Kaylynn Maree Fry

Sport
- Country: Australia
- Club: Melbourne Uni Boat Club Canberra Rowing Club

Achievements and titles
- Olympic finals: 1996 Atlanta 5th place
- National finals: ULVA Trophy 1982, 85, 87

Medal record
Women's rowing
Representing Australia
Commonwealth Games
| Gold medal – first place | 1986 Edinburgh | Women's eight |
| Silver medal – second place | 1986 Edinburgh | Women's coxed four |

= Kaylynn Fry =

Australian rowing cox

Kaylynn Maree Fry is an Australian former rowing coxswain. She was a nine-time national champion, a representative at World Championships, a 1996 Olympian and Commonwealth Games gold medallist.

==Club and state rowing==
Fry was educated at Methodist Ladies' College, Melbourne where she was introduced to rowing and coached by Australian national and senior Victorian coxswain Susie Palfreyman. Fry coxed an MLC crew which won the 1984 Victorian Public Schools' women's four.

Fry's senior coxing was with the Melbourne University Ladies Boat Club. During her Australian Institute of Sport scholarship years she rowed from the Canberra Rowing Club.

She first made state selection for Victoria in 1982 steering the senior women's four who contested and won the ULVA Trophy at the Interstate Regatta. She coxed further Victorian women's crews who won the ULVA Trophy in 1985 and 1987.

In 1982 and 1985 in MUBC colours she steered women's fours to national championship titles at the Australian Rowing Championships. In 1985 she was one of the first recipients of a scholarship to the Australian Institute of Sport. In 1986 she coxed crews representing the AIS to national titles - a women's four and the women's eight. She again coxed AIS crews in 1987 - the four won a national title and the eight placed third.

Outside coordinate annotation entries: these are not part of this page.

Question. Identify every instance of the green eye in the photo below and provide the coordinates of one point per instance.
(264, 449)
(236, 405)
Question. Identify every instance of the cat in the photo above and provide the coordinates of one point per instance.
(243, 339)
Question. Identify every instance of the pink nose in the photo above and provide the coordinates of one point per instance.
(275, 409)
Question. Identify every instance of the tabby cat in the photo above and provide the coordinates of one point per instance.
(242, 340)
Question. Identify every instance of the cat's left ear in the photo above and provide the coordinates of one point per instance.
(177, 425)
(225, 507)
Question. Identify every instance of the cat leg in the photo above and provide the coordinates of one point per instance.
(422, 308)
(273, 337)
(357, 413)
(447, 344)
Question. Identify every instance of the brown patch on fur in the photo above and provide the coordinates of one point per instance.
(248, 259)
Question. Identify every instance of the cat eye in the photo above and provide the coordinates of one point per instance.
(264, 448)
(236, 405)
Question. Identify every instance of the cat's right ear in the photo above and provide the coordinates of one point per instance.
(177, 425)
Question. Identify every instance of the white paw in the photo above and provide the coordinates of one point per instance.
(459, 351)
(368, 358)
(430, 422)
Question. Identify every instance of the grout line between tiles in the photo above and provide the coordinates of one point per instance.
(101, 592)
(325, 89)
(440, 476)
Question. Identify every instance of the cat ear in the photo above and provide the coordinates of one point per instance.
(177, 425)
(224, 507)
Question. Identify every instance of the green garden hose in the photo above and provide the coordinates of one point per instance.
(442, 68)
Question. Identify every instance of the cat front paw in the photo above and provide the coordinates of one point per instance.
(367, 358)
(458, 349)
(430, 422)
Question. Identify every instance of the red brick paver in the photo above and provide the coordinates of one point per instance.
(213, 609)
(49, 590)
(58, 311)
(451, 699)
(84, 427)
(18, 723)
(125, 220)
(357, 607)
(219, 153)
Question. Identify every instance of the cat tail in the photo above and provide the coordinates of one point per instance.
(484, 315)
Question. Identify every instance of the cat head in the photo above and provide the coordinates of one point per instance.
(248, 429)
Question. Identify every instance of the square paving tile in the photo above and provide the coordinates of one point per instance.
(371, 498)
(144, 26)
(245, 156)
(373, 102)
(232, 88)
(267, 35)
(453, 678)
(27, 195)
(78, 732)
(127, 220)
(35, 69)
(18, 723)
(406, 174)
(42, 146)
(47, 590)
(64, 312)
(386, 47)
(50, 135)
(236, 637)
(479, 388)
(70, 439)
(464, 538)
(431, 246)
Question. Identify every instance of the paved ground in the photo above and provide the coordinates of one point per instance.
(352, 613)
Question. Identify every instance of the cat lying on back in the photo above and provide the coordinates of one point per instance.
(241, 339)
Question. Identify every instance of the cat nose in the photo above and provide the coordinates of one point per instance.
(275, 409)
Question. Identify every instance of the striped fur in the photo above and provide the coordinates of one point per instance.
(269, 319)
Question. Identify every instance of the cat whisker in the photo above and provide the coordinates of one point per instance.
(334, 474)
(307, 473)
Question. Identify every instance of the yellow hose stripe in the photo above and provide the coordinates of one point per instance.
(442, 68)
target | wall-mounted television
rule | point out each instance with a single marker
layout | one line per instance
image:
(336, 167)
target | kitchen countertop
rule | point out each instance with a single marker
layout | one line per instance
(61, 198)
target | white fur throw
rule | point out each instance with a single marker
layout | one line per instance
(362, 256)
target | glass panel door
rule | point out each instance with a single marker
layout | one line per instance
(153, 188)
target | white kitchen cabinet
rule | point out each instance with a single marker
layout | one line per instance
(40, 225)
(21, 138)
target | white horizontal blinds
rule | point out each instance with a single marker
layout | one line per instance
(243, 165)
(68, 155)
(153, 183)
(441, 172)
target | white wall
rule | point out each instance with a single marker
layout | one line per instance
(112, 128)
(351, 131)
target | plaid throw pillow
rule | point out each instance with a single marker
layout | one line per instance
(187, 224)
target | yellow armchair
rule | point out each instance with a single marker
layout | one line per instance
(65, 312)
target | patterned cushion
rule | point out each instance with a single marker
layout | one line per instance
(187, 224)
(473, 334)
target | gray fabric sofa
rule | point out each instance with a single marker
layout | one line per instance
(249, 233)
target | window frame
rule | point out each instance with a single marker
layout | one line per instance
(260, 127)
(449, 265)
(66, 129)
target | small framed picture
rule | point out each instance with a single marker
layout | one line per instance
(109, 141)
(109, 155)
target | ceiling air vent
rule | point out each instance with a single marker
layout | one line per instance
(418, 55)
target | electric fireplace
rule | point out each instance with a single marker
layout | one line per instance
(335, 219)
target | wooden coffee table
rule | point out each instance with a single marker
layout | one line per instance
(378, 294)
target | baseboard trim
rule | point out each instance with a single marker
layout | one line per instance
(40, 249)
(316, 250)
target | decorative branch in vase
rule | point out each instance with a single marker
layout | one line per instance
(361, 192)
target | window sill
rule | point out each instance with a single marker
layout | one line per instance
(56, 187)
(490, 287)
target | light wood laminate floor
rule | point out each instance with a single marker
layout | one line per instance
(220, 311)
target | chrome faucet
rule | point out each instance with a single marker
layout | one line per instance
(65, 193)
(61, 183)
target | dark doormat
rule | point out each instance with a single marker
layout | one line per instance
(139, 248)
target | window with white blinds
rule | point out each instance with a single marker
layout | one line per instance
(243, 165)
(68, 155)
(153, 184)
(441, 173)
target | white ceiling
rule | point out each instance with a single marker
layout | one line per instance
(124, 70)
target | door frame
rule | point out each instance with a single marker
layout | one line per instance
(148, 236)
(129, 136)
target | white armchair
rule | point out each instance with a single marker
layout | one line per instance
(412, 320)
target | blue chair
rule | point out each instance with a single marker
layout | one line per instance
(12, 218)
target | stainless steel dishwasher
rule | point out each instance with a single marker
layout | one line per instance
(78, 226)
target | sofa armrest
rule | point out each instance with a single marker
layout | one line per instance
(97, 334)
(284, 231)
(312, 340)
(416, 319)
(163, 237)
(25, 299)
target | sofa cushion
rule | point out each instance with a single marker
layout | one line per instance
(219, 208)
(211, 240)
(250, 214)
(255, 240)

She made her last appearance at the Australian Rowing Championships in 1996 in the composite selection eight which was heading to the 1996 Olympics. That eight won the 1996 open women's eight Australian title.

==International representative rowing==
Fry made her Australian representative debut in an U23 coxed four in the 1985 Trans-Tasman series. That crew lost both of their match races against New Zealand. For the 1986 Commonwealth Games Fry was in the stern of both Australian women's coxed boats. The eight rowed to a gold medal and the coxed four took silver. The four went on to the 1986 World Rowing Championships in Nottingham where they finished in seventh place.

Fry was Australia's senior women's coxswain for the five year period from 1986 to 1990. She steered the coxed four to a seventh place at the 1987 World Rowing Championships but no women's crews were sent to the 1988 Olympics and no coxed crew went to the 1989 World Championships. Fry was back at the 1990 World Rowing Championships on the rudder in the Australian women's eight who rowed to a seventh place.

Fry's scholarship with the AIS ended in 1991 and she retired from competitive racing but came out of retirement in 1996 and stepped into the stern of the Australian women's eight who went to the 1996 Atlanta Olympics and rowed to a fifth place in the Olympic final.

==Personal==
Fry is married to Australian representative lightweight rower Bruce Hick and lives in Canberra.